The Merriam-Webster dictionary people describe “sentimental” this way:
1. a: marked or governed by feeling, sensibility, or emotional idealism b: resulting from feeling rather than reason or thought — i.e. a sentimental attachment.
Sentimental attachment is the leading cause of clutteritis — the word I use to describe the habit of gathering things and then hanging on to them for life.
While men are not immune from clutteritis (we all know men who can’t stop collecting tools, for example), experience has shown that women have clutteritis down to an art. The majority of women are afflicted with clutteritis when the first child arrives. That’s when the sentimentality gene really kicks in.
The result? You might find it in your own home: report cards for every child for every year they went to school; the children’s first drawings; crafts the kids made in school or at summer camp. Most mothers have boxes and boxes of this stuff stored somewhere in the house. The most sentimental have some of this stuff on display for all to see, even though little Billy might not be so little anymore.
For example, my mother-in-law places a wooden log with a hole scooped out for a candle and plastic holly glued to the bottom in a place of honour on the living room coffee table each Christmas. The centrepiece was crafted by my husband, Gary, now in his late 50s, when he was in grade school!
I am certain my mother-in-law has seen many other centrepieces over the years that she would prefer to grace her table. But sentimentality prevents her from throwing away the pitiful log and its original (now bent and dusty) red candle. No doubt my mother-in-law finds me an odd duck because I don’t think the log is adorable — but hey, I never had children, so it’s not my fault I’m not sentimental!

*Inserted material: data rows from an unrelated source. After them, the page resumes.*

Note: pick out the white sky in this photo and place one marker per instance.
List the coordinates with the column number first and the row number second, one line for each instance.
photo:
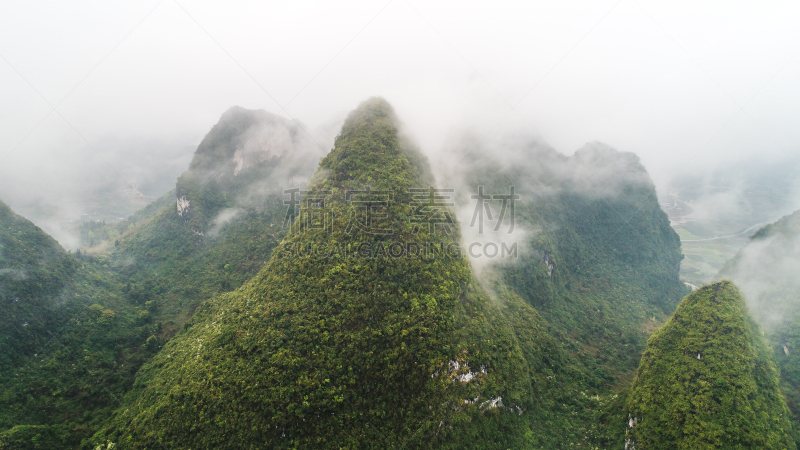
column 666, row 80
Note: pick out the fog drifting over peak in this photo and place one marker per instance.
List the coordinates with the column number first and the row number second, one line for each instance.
column 688, row 88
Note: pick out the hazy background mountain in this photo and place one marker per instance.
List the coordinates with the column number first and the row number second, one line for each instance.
column 138, row 84
column 715, row 210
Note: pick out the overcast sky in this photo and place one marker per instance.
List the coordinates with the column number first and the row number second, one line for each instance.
column 683, row 84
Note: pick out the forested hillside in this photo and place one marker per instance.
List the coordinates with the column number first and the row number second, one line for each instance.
column 80, row 326
column 707, row 380
column 598, row 261
column 324, row 336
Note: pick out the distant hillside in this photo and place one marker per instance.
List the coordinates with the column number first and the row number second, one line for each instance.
column 707, row 380
column 767, row 270
column 598, row 260
column 33, row 271
column 342, row 351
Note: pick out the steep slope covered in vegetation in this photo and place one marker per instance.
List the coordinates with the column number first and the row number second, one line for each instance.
column 125, row 297
column 597, row 260
column 33, row 270
column 337, row 343
column 70, row 344
column 708, row 381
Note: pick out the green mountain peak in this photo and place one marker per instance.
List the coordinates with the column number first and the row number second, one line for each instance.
column 707, row 381
column 341, row 347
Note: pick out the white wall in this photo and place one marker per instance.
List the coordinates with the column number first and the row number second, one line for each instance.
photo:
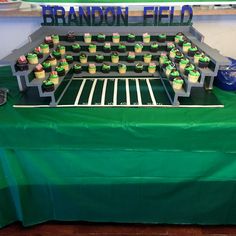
column 219, row 32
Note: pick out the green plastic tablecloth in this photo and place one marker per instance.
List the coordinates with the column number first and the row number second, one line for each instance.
column 145, row 165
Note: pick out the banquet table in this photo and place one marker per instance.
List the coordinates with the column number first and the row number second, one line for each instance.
column 130, row 165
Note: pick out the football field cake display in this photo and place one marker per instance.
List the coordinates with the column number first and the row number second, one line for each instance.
column 116, row 66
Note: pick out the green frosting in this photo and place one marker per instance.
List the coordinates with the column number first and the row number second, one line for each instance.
column 178, row 80
column 44, row 45
column 31, row 56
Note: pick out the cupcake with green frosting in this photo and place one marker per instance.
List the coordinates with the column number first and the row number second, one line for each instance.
column 122, row 68
column 63, row 63
column 147, row 58
column 161, row 38
column 87, row 38
column 38, row 52
column 154, row 47
column 107, row 47
column 197, row 56
column 106, row 68
column 203, row 61
column 101, row 38
column 55, row 38
column 182, row 64
column 163, row 57
column 193, row 76
column 177, row 83
column 173, row 52
column 92, row 48
column 115, row 37
column 166, row 63
column 131, row 57
column 77, row 68
column 56, row 54
column 61, row 49
column 99, row 58
column 54, row 77
column 173, row 74
column 138, row 68
column 179, row 36
column 192, row 50
column 92, row 68
column 170, row 46
column 152, row 68
column 47, row 66
column 32, row 58
column 76, row 47
column 178, row 57
column 121, row 47
column 138, row 47
column 47, row 86
column 131, row 38
column 186, row 46
column 69, row 58
column 83, row 58
column 60, row 70
column 115, row 57
column 168, row 70
column 188, row 68
column 146, row 38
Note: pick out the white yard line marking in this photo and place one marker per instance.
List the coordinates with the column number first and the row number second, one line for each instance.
column 63, row 92
column 92, row 92
column 138, row 92
column 80, row 92
column 127, row 92
column 115, row 92
column 151, row 92
column 104, row 92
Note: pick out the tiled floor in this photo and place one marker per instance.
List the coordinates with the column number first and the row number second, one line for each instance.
column 85, row 229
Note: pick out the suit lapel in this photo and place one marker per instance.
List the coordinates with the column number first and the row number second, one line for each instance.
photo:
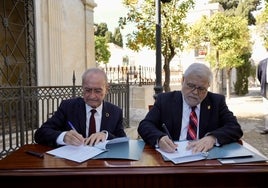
column 82, row 117
column 205, row 109
column 105, row 116
column 177, row 113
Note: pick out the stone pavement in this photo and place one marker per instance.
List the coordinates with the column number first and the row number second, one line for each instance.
column 249, row 111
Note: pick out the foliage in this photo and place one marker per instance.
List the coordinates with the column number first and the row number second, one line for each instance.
column 240, row 8
column 102, row 37
column 228, row 35
column 117, row 37
column 102, row 54
column 142, row 13
column 262, row 25
column 243, row 72
column 228, row 38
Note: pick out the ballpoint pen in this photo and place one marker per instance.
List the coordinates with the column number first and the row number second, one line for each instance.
column 40, row 155
column 166, row 130
column 71, row 125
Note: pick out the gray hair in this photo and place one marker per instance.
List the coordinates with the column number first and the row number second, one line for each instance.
column 199, row 69
column 94, row 70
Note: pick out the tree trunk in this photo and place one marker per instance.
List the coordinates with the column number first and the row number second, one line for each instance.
column 167, row 76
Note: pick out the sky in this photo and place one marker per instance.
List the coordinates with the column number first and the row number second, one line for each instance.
column 109, row 12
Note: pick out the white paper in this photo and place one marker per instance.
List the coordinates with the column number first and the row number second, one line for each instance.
column 83, row 152
column 76, row 153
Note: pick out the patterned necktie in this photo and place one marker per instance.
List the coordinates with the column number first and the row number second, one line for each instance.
column 192, row 128
column 92, row 123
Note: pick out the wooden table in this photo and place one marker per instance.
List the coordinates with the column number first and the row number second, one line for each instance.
column 23, row 170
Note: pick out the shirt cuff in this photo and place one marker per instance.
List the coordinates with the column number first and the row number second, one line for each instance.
column 60, row 139
column 107, row 134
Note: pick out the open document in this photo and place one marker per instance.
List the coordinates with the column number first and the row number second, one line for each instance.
column 84, row 152
column 182, row 155
column 226, row 154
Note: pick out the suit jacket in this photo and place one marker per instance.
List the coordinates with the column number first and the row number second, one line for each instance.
column 215, row 119
column 261, row 74
column 74, row 110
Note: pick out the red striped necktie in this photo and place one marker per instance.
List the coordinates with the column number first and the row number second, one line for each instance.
column 192, row 128
column 92, row 123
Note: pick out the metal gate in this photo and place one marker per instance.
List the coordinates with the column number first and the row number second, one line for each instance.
column 17, row 43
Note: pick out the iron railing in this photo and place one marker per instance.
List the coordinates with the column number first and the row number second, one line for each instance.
column 25, row 108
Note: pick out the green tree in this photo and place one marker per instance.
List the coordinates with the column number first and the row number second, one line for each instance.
column 109, row 37
column 117, row 37
column 262, row 25
column 101, row 29
column 102, row 54
column 173, row 28
column 228, row 38
column 243, row 8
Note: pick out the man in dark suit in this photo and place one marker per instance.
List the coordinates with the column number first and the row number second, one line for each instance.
column 216, row 124
column 69, row 125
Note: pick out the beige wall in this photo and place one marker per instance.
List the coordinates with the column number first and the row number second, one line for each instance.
column 65, row 40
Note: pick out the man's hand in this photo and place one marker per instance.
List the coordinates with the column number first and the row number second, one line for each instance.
column 73, row 138
column 95, row 138
column 167, row 145
column 202, row 145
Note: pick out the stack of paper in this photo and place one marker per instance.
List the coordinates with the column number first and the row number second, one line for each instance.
column 226, row 154
column 182, row 155
column 84, row 152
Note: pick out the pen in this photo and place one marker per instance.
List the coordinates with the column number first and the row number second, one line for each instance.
column 40, row 155
column 166, row 130
column 71, row 125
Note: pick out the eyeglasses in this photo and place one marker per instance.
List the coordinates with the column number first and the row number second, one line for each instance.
column 97, row 91
column 200, row 90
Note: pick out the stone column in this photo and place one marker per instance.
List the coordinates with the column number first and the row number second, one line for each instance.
column 89, row 33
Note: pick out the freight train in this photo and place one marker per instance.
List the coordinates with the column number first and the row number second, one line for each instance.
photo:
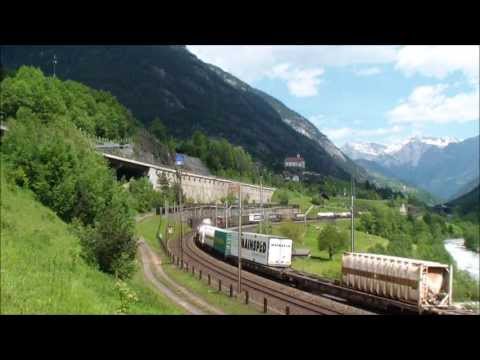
column 414, row 282
column 267, row 250
column 334, row 215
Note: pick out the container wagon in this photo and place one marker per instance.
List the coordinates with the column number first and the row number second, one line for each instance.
column 260, row 249
column 422, row 283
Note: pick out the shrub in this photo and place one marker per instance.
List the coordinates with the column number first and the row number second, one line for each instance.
column 332, row 240
column 291, row 231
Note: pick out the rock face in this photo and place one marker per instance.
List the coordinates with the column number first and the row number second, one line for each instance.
column 442, row 166
column 187, row 94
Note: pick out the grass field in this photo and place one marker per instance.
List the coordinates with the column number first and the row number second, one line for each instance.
column 319, row 263
column 43, row 273
column 148, row 228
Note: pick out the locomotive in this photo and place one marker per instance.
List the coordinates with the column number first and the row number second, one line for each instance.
column 267, row 250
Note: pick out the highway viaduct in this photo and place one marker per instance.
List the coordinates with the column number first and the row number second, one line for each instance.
column 198, row 188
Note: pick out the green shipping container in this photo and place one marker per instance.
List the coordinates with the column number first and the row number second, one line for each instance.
column 222, row 242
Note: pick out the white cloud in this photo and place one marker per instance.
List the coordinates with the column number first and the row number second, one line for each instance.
column 439, row 61
column 431, row 104
column 337, row 134
column 300, row 82
column 251, row 63
column 368, row 71
column 306, row 64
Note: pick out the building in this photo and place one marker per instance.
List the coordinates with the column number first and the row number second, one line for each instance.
column 297, row 162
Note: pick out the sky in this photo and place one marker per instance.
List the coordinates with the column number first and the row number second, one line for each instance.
column 382, row 94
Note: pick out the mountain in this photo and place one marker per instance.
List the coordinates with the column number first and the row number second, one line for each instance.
column 408, row 152
column 467, row 203
column 466, row 188
column 187, row 94
column 441, row 166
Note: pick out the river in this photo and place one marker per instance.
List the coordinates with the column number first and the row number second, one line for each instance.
column 466, row 260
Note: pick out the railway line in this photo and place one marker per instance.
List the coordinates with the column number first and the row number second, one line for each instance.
column 293, row 292
column 276, row 297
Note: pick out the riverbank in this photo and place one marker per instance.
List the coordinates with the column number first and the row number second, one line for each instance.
column 465, row 259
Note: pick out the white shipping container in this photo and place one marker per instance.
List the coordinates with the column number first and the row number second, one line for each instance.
column 207, row 232
column 409, row 280
column 263, row 249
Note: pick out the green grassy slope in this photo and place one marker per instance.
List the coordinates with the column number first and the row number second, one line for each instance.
column 43, row 273
column 319, row 263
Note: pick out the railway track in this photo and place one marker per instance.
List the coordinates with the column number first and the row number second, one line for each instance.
column 315, row 296
column 280, row 298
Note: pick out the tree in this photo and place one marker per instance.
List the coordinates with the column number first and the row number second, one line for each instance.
column 332, row 240
column 158, row 129
column 281, row 196
column 292, row 231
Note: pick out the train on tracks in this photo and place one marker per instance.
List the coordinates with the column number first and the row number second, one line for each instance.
column 392, row 284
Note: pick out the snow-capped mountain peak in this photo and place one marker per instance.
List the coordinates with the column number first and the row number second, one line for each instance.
column 407, row 151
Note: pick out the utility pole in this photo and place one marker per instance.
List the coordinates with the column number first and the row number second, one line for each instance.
column 226, row 215
column 166, row 222
column 261, row 205
column 352, row 214
column 54, row 61
column 240, row 239
column 178, row 162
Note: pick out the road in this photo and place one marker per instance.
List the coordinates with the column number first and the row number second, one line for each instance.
column 152, row 267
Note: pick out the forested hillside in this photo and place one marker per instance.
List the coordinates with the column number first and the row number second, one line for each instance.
column 185, row 93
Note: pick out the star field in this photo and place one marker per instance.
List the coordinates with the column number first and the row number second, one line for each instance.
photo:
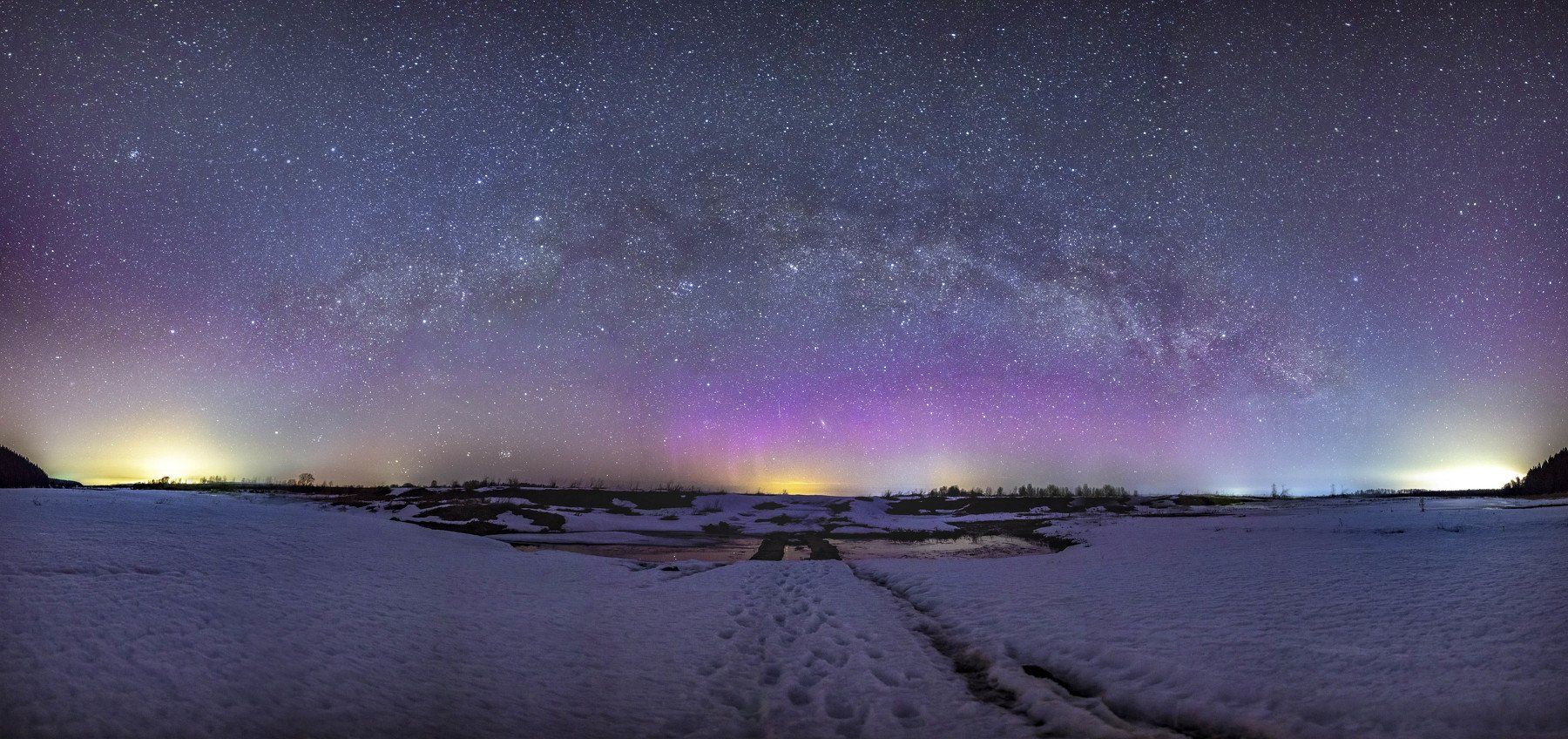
column 784, row 245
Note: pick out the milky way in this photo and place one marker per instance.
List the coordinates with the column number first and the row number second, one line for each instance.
column 786, row 245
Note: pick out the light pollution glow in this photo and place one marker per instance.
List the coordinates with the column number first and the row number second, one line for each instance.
column 835, row 250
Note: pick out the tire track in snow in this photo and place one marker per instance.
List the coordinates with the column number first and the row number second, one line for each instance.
column 1071, row 711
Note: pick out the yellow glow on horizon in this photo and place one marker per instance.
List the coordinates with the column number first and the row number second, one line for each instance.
column 152, row 452
column 1466, row 478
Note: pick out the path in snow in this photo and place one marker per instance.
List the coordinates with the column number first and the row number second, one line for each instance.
column 184, row 615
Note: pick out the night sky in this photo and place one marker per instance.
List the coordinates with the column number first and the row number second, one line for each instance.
column 794, row 247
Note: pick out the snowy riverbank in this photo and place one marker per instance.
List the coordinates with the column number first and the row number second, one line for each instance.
column 184, row 614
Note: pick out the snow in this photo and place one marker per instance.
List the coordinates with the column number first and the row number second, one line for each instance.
column 599, row 539
column 1315, row 619
column 176, row 614
column 182, row 614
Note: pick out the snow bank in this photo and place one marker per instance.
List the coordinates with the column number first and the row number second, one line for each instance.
column 180, row 615
column 1328, row 619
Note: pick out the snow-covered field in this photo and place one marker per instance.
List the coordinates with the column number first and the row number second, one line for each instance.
column 186, row 614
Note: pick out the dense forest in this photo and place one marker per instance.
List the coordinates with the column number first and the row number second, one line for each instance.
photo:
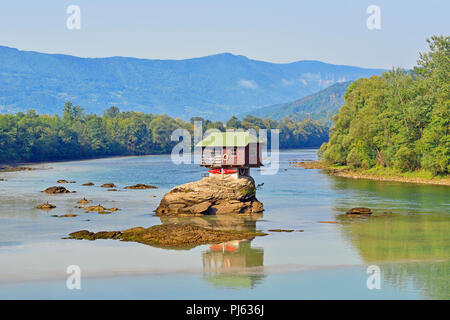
column 398, row 121
column 29, row 137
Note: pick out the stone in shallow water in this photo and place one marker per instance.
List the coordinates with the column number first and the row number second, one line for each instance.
column 168, row 235
column 141, row 186
column 45, row 206
column 361, row 210
column 83, row 201
column 108, row 185
column 56, row 190
column 212, row 196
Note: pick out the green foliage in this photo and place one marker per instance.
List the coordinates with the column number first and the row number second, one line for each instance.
column 400, row 120
column 29, row 137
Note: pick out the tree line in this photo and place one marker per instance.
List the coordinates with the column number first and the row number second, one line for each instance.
column 31, row 137
column 400, row 120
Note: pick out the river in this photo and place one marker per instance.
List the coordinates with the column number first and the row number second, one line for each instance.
column 328, row 255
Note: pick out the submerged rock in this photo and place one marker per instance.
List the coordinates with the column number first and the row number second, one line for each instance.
column 83, row 201
column 168, row 235
column 100, row 209
column 55, row 190
column 361, row 210
column 141, row 186
column 65, row 216
column 108, row 185
column 212, row 195
column 45, row 206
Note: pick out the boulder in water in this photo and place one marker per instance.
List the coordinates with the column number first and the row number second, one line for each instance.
column 45, row 206
column 361, row 210
column 141, row 186
column 56, row 190
column 212, row 195
column 108, row 185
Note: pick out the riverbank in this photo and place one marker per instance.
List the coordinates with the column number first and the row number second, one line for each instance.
column 375, row 173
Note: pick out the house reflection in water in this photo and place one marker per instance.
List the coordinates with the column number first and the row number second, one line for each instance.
column 233, row 264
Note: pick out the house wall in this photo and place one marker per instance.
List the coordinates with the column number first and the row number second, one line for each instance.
column 245, row 156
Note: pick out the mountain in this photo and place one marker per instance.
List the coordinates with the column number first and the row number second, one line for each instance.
column 320, row 106
column 213, row 87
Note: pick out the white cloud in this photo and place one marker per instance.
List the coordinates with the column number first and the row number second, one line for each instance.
column 248, row 84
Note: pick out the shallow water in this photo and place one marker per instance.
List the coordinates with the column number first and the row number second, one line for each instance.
column 407, row 237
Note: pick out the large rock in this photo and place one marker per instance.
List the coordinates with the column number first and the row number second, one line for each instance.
column 212, row 195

My policy on gifts is to enjoy them for as long as they bring pleasure — which for me usually means they are useful, or are beautiful to look at and/or are in style — then discard them. That means throwing out, or giving away, a crocheted orange and brown shag rug from the 1970s, not keeping it in a box in the basement (or, heaven forbid, on the floor at the front door) just because someone I like made it for me more than 30 years ago. I might pull out a fond memory of that old shag rug from my fuzzy brain now and then, but it doesn’t mean I have to look at the rug itself for life.
How do you decide which gifts stay for life and which don’t?